Wheels, tyres and bodywork: The car is very sensitive to suspension geometry, so check the tyres for uneven wear, as this is an early sign. They can potentially eat through tyres if it’s out of alignment. Wheels shouldn’t corrode or buckle so long as they haven’t been knocked. Bodywork is fine, but the thin paint picks up stone chips easily.
Suspension: Rear dampers can be problematic, although they’re not too expensive. The power steering motor can fail (around £600 to replace). Shock absorbers begin to leak due to rust, especially along a welded seam. Rear bump stops are a common failure as they were not fixed to the car very well at the factory.
Brakes: A new set of front discs and pads costs around £300 fitted. The rear brakes can hum when reversing, but it’s more of an inconvenience than a problem.
Transmission: No real issues with the gearbox other than the odd leak at joints. Small leaks shouldn’t be a worry, but check regularly. A stiff clutch points to a worn pressure plate. Clutches can wear quickly but should last 50,000 miles, even with sustained town use.
Interior: The seats are known to tear but aren’t too difficult to re-upholster. The electric window mechanisms are prone to failing but, again, it’s not going to break the bank to fix them. Check that the electric windows work and the headlights stay on when the indicators are on. The stereo can be problematic, too, switching itself on and draining the battery.
Engine: With regular servicing, the 100HP’s engine is relatively free of problems, but keep an eye on oil and coolant levels. Any tappet noises or rattling suggest the car has been running low on oil. Check all the levels and have a good look for any signs of leaks. Timing belts are best replaced every three years rather than the recommended five. Services come at 12,000-mile intervals.
Also worth knowing
Check the drainage holes at the bottom of the windscreen. If they get blocked with leaves, water will collect there and can cause the windscreen wiper motor to fail.
Also check the exhaust’s backbox, which is susceptible to rot. A full stainless steel exhaust is worth adding for around £600, saving you bills in the long run.
How much to spend
£1000-£1999: Early and high-mileage (in excess of 100,000 miles) cars and some badly kept examples with little history being sold privately. Buy with caution but bargains do exist.
£2000-£2999: More early cars but with lower mileages and in reasonable overall condition. Check engine and suspension components carefully, especially if buying privately. Cambelts should be done at this level, too.

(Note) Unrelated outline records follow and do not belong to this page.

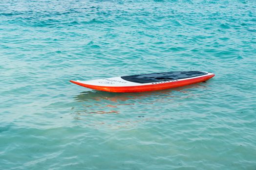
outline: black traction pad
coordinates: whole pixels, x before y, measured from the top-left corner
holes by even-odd
[[[172,71],[122,76],[121,78],[124,80],[131,82],[148,83],[185,79],[187,78],[202,76],[207,74],[207,73],[204,72],[198,71]]]

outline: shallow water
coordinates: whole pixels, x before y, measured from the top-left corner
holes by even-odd
[[[256,169],[254,0],[0,4],[1,170]],[[202,70],[142,93],[71,84]]]

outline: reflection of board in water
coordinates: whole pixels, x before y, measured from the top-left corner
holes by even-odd
[[[173,71],[117,77],[90,81],[70,82],[96,90],[111,92],[140,92],[177,87],[207,81],[213,73],[198,71]]]

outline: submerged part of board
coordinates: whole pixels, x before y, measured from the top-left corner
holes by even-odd
[[[198,71],[172,71],[70,82],[83,87],[111,92],[141,92],[177,87],[206,81],[215,75]]]

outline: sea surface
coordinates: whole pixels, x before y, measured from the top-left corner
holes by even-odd
[[[256,170],[256,1],[3,0],[0,170]],[[111,93],[70,80],[182,70]]]

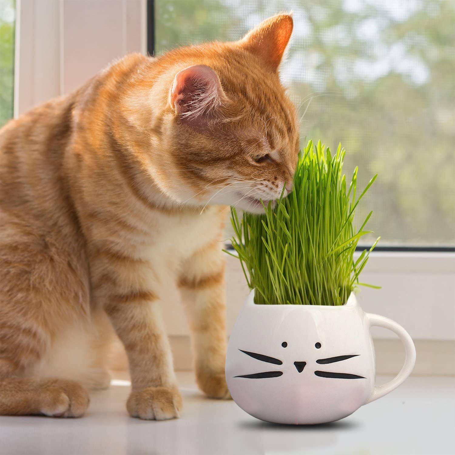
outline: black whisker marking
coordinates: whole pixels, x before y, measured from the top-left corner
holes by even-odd
[[[249,355],[253,359],[257,359],[258,360],[262,360],[263,362],[267,362],[269,364],[274,364],[275,365],[283,365],[283,363],[274,357],[269,357],[268,355],[263,355],[262,354],[257,354],[255,352],[248,352],[248,351],[243,351],[239,349],[239,351],[241,351],[244,354]]]
[[[363,376],[357,374],[350,374],[346,373],[331,373],[330,371],[315,371],[316,376],[321,378],[335,378],[338,379],[365,379]]]
[[[318,360],[316,360],[317,364],[333,364],[334,362],[341,362],[342,360],[345,360],[347,359],[350,359],[351,357],[356,357],[360,354],[353,354],[352,355],[339,355],[336,357],[329,357],[328,359],[320,359]]]
[[[283,371],[265,371],[264,373],[255,373],[253,374],[242,374],[234,376],[234,378],[248,378],[248,379],[262,379],[263,378],[278,378],[283,374]]]

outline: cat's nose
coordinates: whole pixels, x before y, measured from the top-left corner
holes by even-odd
[[[297,369],[297,371],[299,373],[302,373],[303,371],[303,369],[305,368],[305,365],[307,364],[306,362],[294,362],[294,364],[295,365],[295,368]]]

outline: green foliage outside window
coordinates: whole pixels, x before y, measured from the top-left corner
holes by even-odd
[[[302,147],[305,137],[341,142],[347,174],[363,170],[361,187],[379,174],[365,207],[382,245],[453,245],[455,2],[157,0],[155,8],[158,55],[237,40],[292,10],[281,74],[303,116]],[[359,219],[366,214],[359,209]]]

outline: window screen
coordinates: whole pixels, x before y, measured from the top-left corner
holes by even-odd
[[[302,144],[347,150],[349,176],[379,174],[359,216],[380,244],[455,241],[455,2],[156,0],[155,51],[236,40],[292,10],[281,68]],[[363,212],[362,211],[363,210]]]
[[[15,7],[14,0],[0,2],[0,127],[13,116]]]

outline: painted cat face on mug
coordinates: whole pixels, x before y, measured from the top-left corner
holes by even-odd
[[[260,212],[260,199],[291,190],[298,129],[278,68],[292,28],[290,16],[277,16],[239,41],[167,55],[183,61],[164,115],[163,146],[172,159],[161,181],[174,199]]]

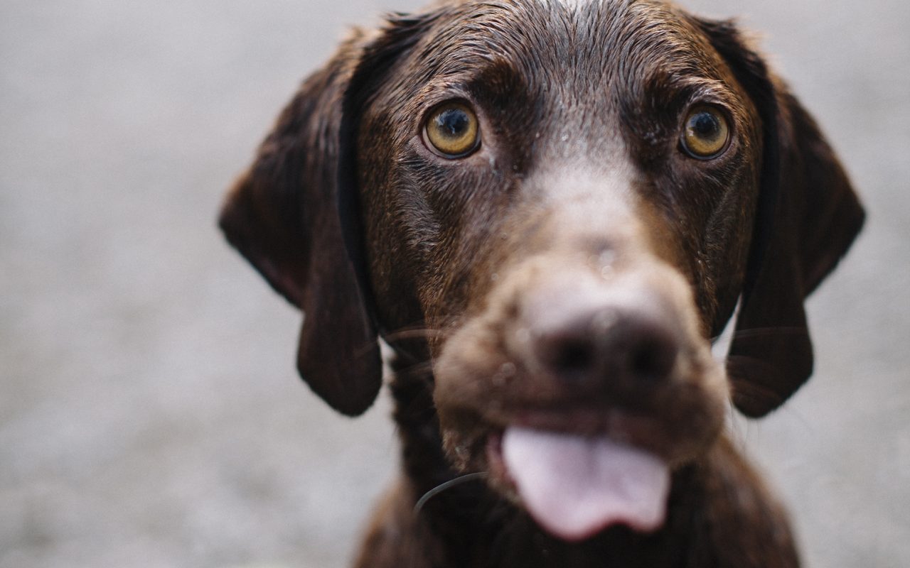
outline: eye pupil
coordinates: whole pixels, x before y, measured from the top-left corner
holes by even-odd
[[[464,111],[452,108],[440,113],[436,117],[436,125],[447,136],[458,138],[468,130],[470,119]]]
[[[701,105],[686,116],[681,142],[690,156],[713,159],[723,154],[729,141],[730,126],[719,110]]]
[[[699,113],[695,116],[693,130],[702,138],[713,138],[717,135],[718,131],[720,131],[720,125],[717,123],[717,118],[710,113]]]
[[[477,115],[464,103],[440,105],[424,125],[424,141],[444,158],[465,157],[480,147]]]

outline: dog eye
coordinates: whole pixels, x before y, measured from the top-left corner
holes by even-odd
[[[721,155],[730,142],[727,119],[712,106],[689,111],[682,127],[682,148],[693,158],[710,160]]]
[[[431,149],[445,158],[460,158],[480,143],[477,115],[463,103],[443,103],[430,114],[424,135]]]

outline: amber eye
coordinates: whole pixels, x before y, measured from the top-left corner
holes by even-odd
[[[432,148],[446,158],[464,157],[480,144],[477,115],[463,103],[443,103],[434,108],[424,132]]]
[[[727,119],[713,107],[699,105],[689,111],[682,126],[682,148],[693,158],[710,160],[727,149]]]

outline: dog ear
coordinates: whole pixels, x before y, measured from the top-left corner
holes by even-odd
[[[364,50],[343,44],[278,116],[229,192],[219,224],[228,242],[304,313],[298,369],[330,406],[362,414],[381,386],[368,302],[349,121],[344,102]]]
[[[759,417],[812,374],[804,301],[846,253],[864,213],[815,122],[735,26],[699,24],[752,96],[763,123],[755,224],[727,356],[733,403]]]

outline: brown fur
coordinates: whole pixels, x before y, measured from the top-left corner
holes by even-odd
[[[447,160],[421,127],[452,99],[481,145]],[[680,150],[700,102],[733,132],[713,160]],[[862,221],[814,121],[732,24],[652,0],[503,0],[356,33],[278,118],[221,226],[306,313],[298,368],[334,408],[366,410],[378,339],[395,352],[402,478],[358,566],[767,567],[797,554],[722,433],[727,401],[761,416],[809,377],[803,302]],[[724,369],[710,344],[737,302]],[[663,526],[548,535],[498,457],[510,424],[660,455]],[[471,472],[486,483],[414,511]]]

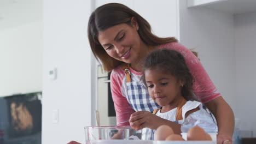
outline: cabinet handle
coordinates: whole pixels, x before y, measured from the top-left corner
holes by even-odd
[[[106,80],[103,81],[104,83],[109,83],[110,82],[110,80]]]

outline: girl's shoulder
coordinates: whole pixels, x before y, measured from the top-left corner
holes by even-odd
[[[196,101],[196,100],[188,100],[185,104],[182,107],[183,111],[188,111],[194,109],[196,109],[197,107],[201,108],[202,104],[201,103]]]

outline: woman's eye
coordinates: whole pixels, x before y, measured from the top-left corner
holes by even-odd
[[[107,47],[107,49],[106,49],[105,50],[110,50],[111,49],[111,48],[112,48],[112,47],[113,47],[113,45],[109,46],[109,47]]]
[[[168,84],[168,82],[161,83],[161,85],[162,86],[166,86],[167,84]]]
[[[121,40],[123,39],[124,39],[125,35],[125,34],[123,34],[123,35],[121,37],[120,37],[120,38],[118,39],[118,40]]]

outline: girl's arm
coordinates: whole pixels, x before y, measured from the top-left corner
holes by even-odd
[[[235,125],[232,109],[222,97],[219,97],[205,104],[216,118],[218,124],[218,144],[225,140],[232,141]]]
[[[162,125],[167,125],[173,132],[180,135],[181,125],[157,116],[148,111],[138,111],[131,115],[129,120],[131,126],[136,128],[136,130],[147,127],[152,129],[156,129]]]

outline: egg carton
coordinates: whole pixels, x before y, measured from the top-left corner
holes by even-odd
[[[94,140],[86,144],[216,144],[213,141]]]

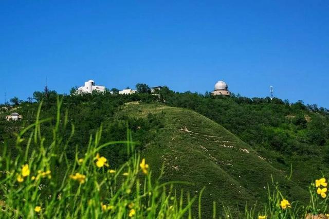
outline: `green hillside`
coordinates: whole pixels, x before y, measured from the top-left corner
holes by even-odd
[[[40,119],[52,119],[41,125],[44,144],[51,144],[58,122],[54,118],[59,114],[62,119],[58,122],[65,124],[59,133],[60,141],[67,144],[61,152],[69,165],[86,153],[90,136],[100,126],[100,144],[126,139],[128,127],[137,151],[150,165],[154,180],[161,175],[162,182],[190,182],[177,184],[175,188],[179,193],[184,189],[191,197],[198,196],[205,187],[201,202],[205,218],[212,215],[213,201],[221,213],[223,206],[233,215],[243,215],[245,206],[256,203],[261,208],[267,200],[271,176],[285,197],[308,204],[309,182],[329,172],[327,109],[301,101],[234,95],[218,98],[168,88],[158,95],[60,95],[63,102],[57,112],[56,92],[50,92],[47,98],[36,93],[36,102],[0,108],[0,152],[8,145],[6,152],[12,159],[21,153],[15,133],[34,122],[43,98]],[[20,113],[23,119],[5,121],[6,115],[12,112]],[[27,135],[23,137],[28,138]],[[22,143],[23,149],[26,143]],[[30,151],[38,150],[40,145],[32,141],[29,147]],[[127,152],[124,143],[100,151],[109,161],[108,168],[113,169],[131,159]],[[53,180],[61,181],[66,167],[57,163]],[[104,197],[106,192],[100,195]],[[197,215],[196,205],[193,209]]]
[[[304,200],[306,191],[285,179],[289,175],[272,161],[214,121],[190,110],[160,104],[129,104],[120,113],[134,117],[150,113],[163,115],[164,126],[146,146],[142,155],[158,176],[164,163],[162,180],[184,181],[194,185],[177,188],[197,195],[206,187],[202,209],[210,216],[213,201],[243,212],[246,204],[260,205],[267,198],[271,175],[286,185],[287,196]],[[207,214],[206,214],[207,215]]]

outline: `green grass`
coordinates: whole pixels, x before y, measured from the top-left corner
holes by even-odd
[[[253,150],[222,126],[192,111],[161,104],[129,105],[120,113],[144,117],[149,113],[163,115],[164,127],[141,154],[159,174],[164,165],[162,180],[191,182],[193,185],[177,189],[198,194],[204,187],[202,209],[211,216],[213,202],[217,211],[222,205],[233,215],[244,214],[246,204],[262,206],[267,200],[268,184],[274,180],[283,185],[287,197],[301,201],[308,196],[302,188],[286,176],[289,173],[277,169],[266,157]],[[249,153],[248,153],[249,152]]]
[[[67,127],[68,118],[61,119],[60,106],[59,100],[49,145],[41,124],[51,119],[39,120],[39,108],[35,122],[16,135],[18,154],[13,156],[6,145],[2,149],[1,218],[192,217],[191,205],[197,197],[187,193],[185,199],[183,192],[173,189],[175,184],[184,182],[152,181],[152,166],[147,169],[140,165],[129,132],[126,141],[100,144],[101,127],[90,136],[85,153],[77,151],[75,160],[67,160],[65,149],[69,141],[62,141],[61,133]],[[71,130],[73,135],[74,129]],[[31,142],[38,147],[30,151]],[[97,166],[101,149],[117,143],[126,144],[128,161],[114,172],[106,165]],[[63,166],[65,174],[54,177]],[[142,171],[143,168],[147,171]],[[77,174],[82,176],[75,177]]]

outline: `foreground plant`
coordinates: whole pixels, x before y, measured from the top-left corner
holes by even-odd
[[[35,122],[17,135],[20,153],[13,156],[6,147],[2,151],[0,217],[192,217],[191,206],[196,198],[188,195],[189,199],[183,201],[182,194],[177,197],[172,183],[153,182],[150,167],[144,158],[140,159],[130,135],[126,141],[100,144],[101,127],[90,136],[83,156],[77,152],[76,159],[70,162],[65,149],[74,134],[74,126],[68,137],[63,135],[68,123],[67,116],[61,119],[61,105],[58,99],[51,141],[43,136],[42,125],[53,120],[40,119],[40,104]],[[119,168],[110,169],[111,162],[106,155],[99,155],[100,151],[116,143],[126,144],[130,158]],[[32,144],[38,150],[30,151]]]

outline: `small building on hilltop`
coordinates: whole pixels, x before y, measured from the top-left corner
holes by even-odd
[[[215,84],[215,90],[212,93],[213,95],[231,96],[228,90],[228,86],[224,81],[220,81]]]
[[[89,80],[84,82],[84,86],[79,87],[77,90],[77,93],[78,94],[92,93],[94,90],[104,92],[105,91],[105,86],[95,85],[95,81]]]
[[[119,94],[133,94],[136,93],[136,90],[131,89],[123,89],[122,90],[119,91]]]
[[[10,115],[6,116],[6,120],[7,121],[17,121],[22,119],[22,116],[17,113],[12,113]]]
[[[158,86],[157,87],[151,87],[151,93],[155,93],[156,91],[157,90],[160,90],[160,89],[161,89],[162,88],[162,86]]]

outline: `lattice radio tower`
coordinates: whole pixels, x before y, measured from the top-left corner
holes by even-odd
[[[49,89],[48,89],[48,85],[47,85],[47,77],[46,77],[46,86],[45,87],[45,95],[46,97],[48,98],[48,92]]]

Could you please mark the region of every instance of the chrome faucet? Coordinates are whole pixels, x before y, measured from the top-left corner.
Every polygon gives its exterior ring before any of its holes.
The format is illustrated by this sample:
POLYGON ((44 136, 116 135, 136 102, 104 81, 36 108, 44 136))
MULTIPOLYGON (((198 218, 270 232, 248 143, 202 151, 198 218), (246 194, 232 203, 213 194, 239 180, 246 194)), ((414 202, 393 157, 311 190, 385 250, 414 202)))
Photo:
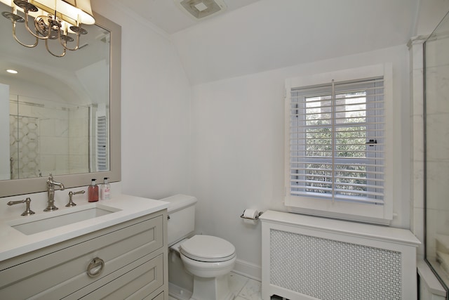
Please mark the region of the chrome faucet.
POLYGON ((48 176, 47 180, 47 190, 48 190, 48 205, 47 208, 43 209, 43 211, 53 211, 58 209, 58 207, 55 206, 55 185, 59 186, 60 190, 64 190, 64 185, 53 181, 53 176, 51 174, 48 176))

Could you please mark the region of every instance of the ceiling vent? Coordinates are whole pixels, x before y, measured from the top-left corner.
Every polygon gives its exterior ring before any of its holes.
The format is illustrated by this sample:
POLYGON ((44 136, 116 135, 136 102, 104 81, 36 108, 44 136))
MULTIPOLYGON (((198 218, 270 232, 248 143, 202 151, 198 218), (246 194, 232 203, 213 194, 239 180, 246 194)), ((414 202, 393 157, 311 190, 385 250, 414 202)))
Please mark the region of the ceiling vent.
POLYGON ((227 8, 223 0, 175 0, 175 3, 195 20, 217 15, 227 8))

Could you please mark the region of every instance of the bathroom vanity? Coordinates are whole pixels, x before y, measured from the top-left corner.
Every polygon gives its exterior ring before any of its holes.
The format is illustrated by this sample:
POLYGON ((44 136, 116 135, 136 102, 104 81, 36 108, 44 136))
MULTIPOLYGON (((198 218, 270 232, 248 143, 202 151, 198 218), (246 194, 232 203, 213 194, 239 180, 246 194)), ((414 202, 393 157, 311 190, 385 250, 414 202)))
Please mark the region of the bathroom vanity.
POLYGON ((121 195, 2 219, 0 299, 168 299, 167 206, 121 195))

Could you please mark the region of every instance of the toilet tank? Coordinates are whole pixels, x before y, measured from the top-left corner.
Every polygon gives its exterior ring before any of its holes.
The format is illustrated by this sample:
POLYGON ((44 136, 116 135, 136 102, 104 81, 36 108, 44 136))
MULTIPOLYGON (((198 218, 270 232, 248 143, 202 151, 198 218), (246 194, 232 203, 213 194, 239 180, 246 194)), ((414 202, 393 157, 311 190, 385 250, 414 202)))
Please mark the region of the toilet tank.
POLYGON ((168 246, 171 246, 193 233, 195 230, 195 204, 198 201, 193 196, 175 195, 161 201, 170 202, 167 209, 167 235, 168 246))

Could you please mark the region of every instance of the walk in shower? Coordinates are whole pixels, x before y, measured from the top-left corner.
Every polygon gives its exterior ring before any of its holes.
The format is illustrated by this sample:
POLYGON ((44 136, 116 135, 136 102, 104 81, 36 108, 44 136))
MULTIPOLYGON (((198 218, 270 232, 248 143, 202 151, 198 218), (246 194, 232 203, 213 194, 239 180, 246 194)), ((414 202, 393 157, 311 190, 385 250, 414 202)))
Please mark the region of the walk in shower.
POLYGON ((449 15, 424 44, 425 259, 449 287, 449 15))

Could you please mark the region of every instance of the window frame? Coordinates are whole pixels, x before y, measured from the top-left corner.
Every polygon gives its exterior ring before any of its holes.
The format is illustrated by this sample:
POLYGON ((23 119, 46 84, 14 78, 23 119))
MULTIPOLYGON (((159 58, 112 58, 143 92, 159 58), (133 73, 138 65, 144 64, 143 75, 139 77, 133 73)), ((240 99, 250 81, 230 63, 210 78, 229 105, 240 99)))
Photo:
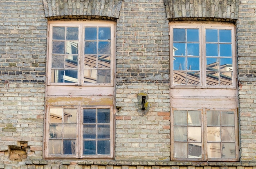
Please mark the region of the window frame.
MULTIPOLYGON (((47 107, 46 113, 45 114, 45 139, 44 149, 45 151, 45 158, 90 158, 90 159, 101 159, 101 158, 112 158, 114 157, 114 115, 112 113, 113 111, 113 105, 110 106, 86 106, 81 105, 74 105, 70 106, 48 106, 47 107), (76 116, 76 153, 75 155, 72 154, 49 154, 48 147, 49 146, 49 133, 50 123, 50 109, 51 108, 76 108, 77 110, 76 116), (110 154, 109 155, 86 155, 83 154, 83 110, 85 109, 110 109, 110 154)), ((60 123, 61 124, 61 123, 60 123)), ((61 148, 63 148, 62 147, 61 148)))
MULTIPOLYGON (((48 86, 114 86, 115 78, 115 42, 116 23, 112 21, 48 21, 47 59, 47 84, 48 86), (52 28, 54 26, 78 27, 79 27, 79 59, 78 65, 78 83, 52 82, 52 28), (86 27, 110 27, 110 83, 84 83, 83 81, 83 61, 84 54, 85 29, 86 27), (81 46, 80 47, 79 46, 81 46)), ((65 55, 65 54, 64 54, 65 55)))
MULTIPOLYGON (((225 88, 236 89, 236 88, 237 65, 236 45, 236 29, 235 26, 232 24, 227 23, 216 23, 216 22, 194 22, 193 23, 184 23, 183 22, 170 22, 169 26, 170 35, 170 87, 171 88, 225 88), (199 30, 199 59, 200 72, 200 84, 193 85, 178 85, 174 84, 173 81, 173 29, 174 28, 198 29, 199 30), (232 45, 232 58, 233 64, 232 85, 232 86, 207 85, 206 84, 206 40, 205 30, 207 29, 230 29, 231 30, 232 45)), ((187 71, 187 70, 186 70, 187 71)))
MULTIPOLYGON (((238 121, 237 110, 233 108, 171 108, 171 160, 174 161, 237 161, 239 160, 239 143, 238 143, 238 121), (202 158, 177 158, 174 157, 174 112, 175 110, 197 110, 201 111, 201 125, 202 125, 202 158), (207 111, 231 111, 234 112, 234 122, 235 127, 235 144, 236 146, 236 157, 235 158, 208 158, 207 157, 207 111)), ((223 142, 220 142, 222 143, 223 142)), ((224 142, 225 143, 225 142, 224 142)))

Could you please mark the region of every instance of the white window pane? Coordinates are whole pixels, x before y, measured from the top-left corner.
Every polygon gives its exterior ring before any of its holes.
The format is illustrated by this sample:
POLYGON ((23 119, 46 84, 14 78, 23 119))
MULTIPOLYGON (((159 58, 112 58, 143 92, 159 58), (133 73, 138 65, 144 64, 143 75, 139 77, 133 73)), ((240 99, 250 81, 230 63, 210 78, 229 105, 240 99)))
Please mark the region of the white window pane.
POLYGON ((188 145, 186 143, 174 143, 173 147, 175 158, 188 157, 188 145))
POLYGON ((65 40, 65 27, 53 27, 52 39, 54 40, 65 40))
POLYGON ((67 27, 66 39, 67 40, 78 40, 78 27, 67 27))
POLYGON ((207 155, 208 158, 220 158, 221 151, 220 143, 208 143, 207 155))
POLYGON ((175 141, 187 141, 187 133, 186 127, 174 127, 175 141))
POLYGON ((50 124, 49 127, 49 138, 62 138, 62 125, 50 124))
POLYGON ((207 140, 208 142, 220 141, 220 127, 207 127, 207 140))
POLYGON ((48 145, 49 154, 61 154, 61 140, 49 140, 48 145))
POLYGON ((221 141, 224 142, 234 142, 235 127, 221 127, 221 141))
POLYGON ((189 158, 202 158, 202 143, 189 143, 189 158))
POLYGON ((221 149, 223 158, 236 158, 236 144, 234 143, 222 143, 221 149))
POLYGON ((188 140, 189 141, 200 142, 202 140, 201 127, 188 127, 188 140))
POLYGON ((63 142, 64 154, 76 154, 75 140, 64 140, 63 142))
POLYGON ((76 138, 76 125, 65 124, 63 129, 63 138, 76 138))

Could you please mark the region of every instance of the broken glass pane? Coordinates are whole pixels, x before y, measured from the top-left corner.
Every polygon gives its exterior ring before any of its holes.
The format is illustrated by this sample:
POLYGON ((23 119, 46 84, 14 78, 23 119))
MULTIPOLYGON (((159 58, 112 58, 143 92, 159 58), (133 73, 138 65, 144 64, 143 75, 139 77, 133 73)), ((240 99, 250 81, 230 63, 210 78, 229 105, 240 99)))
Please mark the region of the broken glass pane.
POLYGON ((86 140, 83 141, 83 154, 96 154, 96 141, 86 140))

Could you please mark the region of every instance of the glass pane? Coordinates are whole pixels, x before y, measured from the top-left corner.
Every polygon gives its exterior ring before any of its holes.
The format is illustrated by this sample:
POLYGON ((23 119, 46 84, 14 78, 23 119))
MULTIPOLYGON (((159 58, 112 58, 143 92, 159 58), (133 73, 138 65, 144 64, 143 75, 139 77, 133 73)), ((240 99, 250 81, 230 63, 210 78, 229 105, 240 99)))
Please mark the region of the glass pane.
POLYGON ((98 69, 97 82, 98 83, 110 83, 110 69, 98 69))
POLYGON ((83 154, 96 154, 96 141, 95 140, 83 141, 83 154))
POLYGON ((83 76, 84 83, 95 83, 97 82, 97 70, 96 69, 85 69, 83 76))
POLYGON ((78 53, 78 42, 67 41, 66 42, 65 48, 66 54, 77 54, 78 53))
POLYGON ((221 72, 220 85, 232 85, 232 72, 221 72))
POLYGON ((188 140, 189 141, 200 142, 202 140, 201 127, 188 127, 188 140))
POLYGON ((97 130, 98 138, 110 138, 109 125, 98 125, 97 130))
POLYGON ((65 44, 64 41, 53 41, 52 53, 64 54, 65 44))
POLYGON ((66 70, 65 71, 65 75, 63 76, 65 83, 77 83, 77 70, 66 70))
POLYGON ((220 158, 221 154, 220 143, 208 143, 207 154, 208 158, 220 158))
POLYGON ((77 66, 78 65, 77 57, 77 55, 66 55, 65 68, 77 68, 77 66))
POLYGON ((110 123, 110 109, 98 109, 98 123, 110 123))
POLYGON ((174 141, 186 141, 187 134, 186 127, 174 126, 174 141))
POLYGON ((76 138, 76 125, 75 124, 64 125, 63 138, 76 138))
POLYGON ((234 112, 233 111, 221 112, 221 125, 222 126, 234 126, 234 112))
POLYGON ((220 29, 220 42, 231 43, 231 30, 220 29))
POLYGON ((84 53, 85 54, 97 54, 97 42, 85 41, 84 53))
POLYGON ((201 126, 201 111, 188 111, 188 124, 189 125, 201 126))
POLYGON ((85 28, 85 40, 96 40, 97 39, 97 28, 86 27, 85 28))
POLYGON ((186 72, 177 71, 173 72, 174 84, 185 85, 186 82, 186 72))
POLYGON ((218 59, 216 57, 206 58, 206 70, 207 70, 218 71, 218 59))
POLYGON ((78 27, 67 27, 66 39, 67 40, 78 40, 78 27))
POLYGON ((49 127, 49 138, 62 138, 62 125, 50 124, 49 127))
POLYGON ((186 30, 173 29, 173 42, 186 42, 186 30))
POLYGON ((199 32, 198 29, 187 29, 187 41, 199 42, 199 32))
POLYGON ((64 123, 76 123, 76 109, 64 109, 64 123))
POLYGON ((110 42, 99 42, 99 52, 98 53, 101 54, 110 54, 110 42))
POLYGON ((207 56, 218 56, 218 44, 206 44, 206 55, 207 56))
POLYGON ((206 72, 206 84, 207 85, 219 85, 219 72, 206 72))
POLYGON ((207 111, 207 126, 220 126, 220 125, 219 111, 207 111))
POLYGON ((187 44, 188 56, 199 56, 199 44, 187 44))
POLYGON ((98 141, 98 154, 110 154, 110 143, 109 140, 98 141))
POLYGON ((173 43, 174 56, 186 56, 186 44, 173 43))
POLYGON ((61 140, 49 140, 49 154, 61 154, 61 140))
POLYGON ((202 158, 202 144, 197 143, 189 143, 189 158, 202 158))
POLYGON ((84 68, 96 68, 97 67, 97 56, 85 55, 84 68))
POLYGON ((109 55, 100 55, 98 57, 99 62, 98 68, 110 68, 110 56, 109 55))
POLYGON ((64 154, 76 154, 76 140, 63 140, 63 153, 64 154))
POLYGON ((220 141, 220 127, 207 127, 207 140, 211 141, 220 141))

£3000 and above: Models in good to excellent condition with a partial or complete history and less than 100,000 miles on the clock, often sold by a knowledgeable dealer.
One we foundFiat Panda 1.4 16v 100HP, 2008, 52,000 miles, £3791: This one-owner-from-new 100HP has a well-below-average mileage, a full service history and a year’s MOT. Smart bodywork and unblemished alloys cover an interior that looks remarkably unused. Comes from a reputable dealer. Good price, too.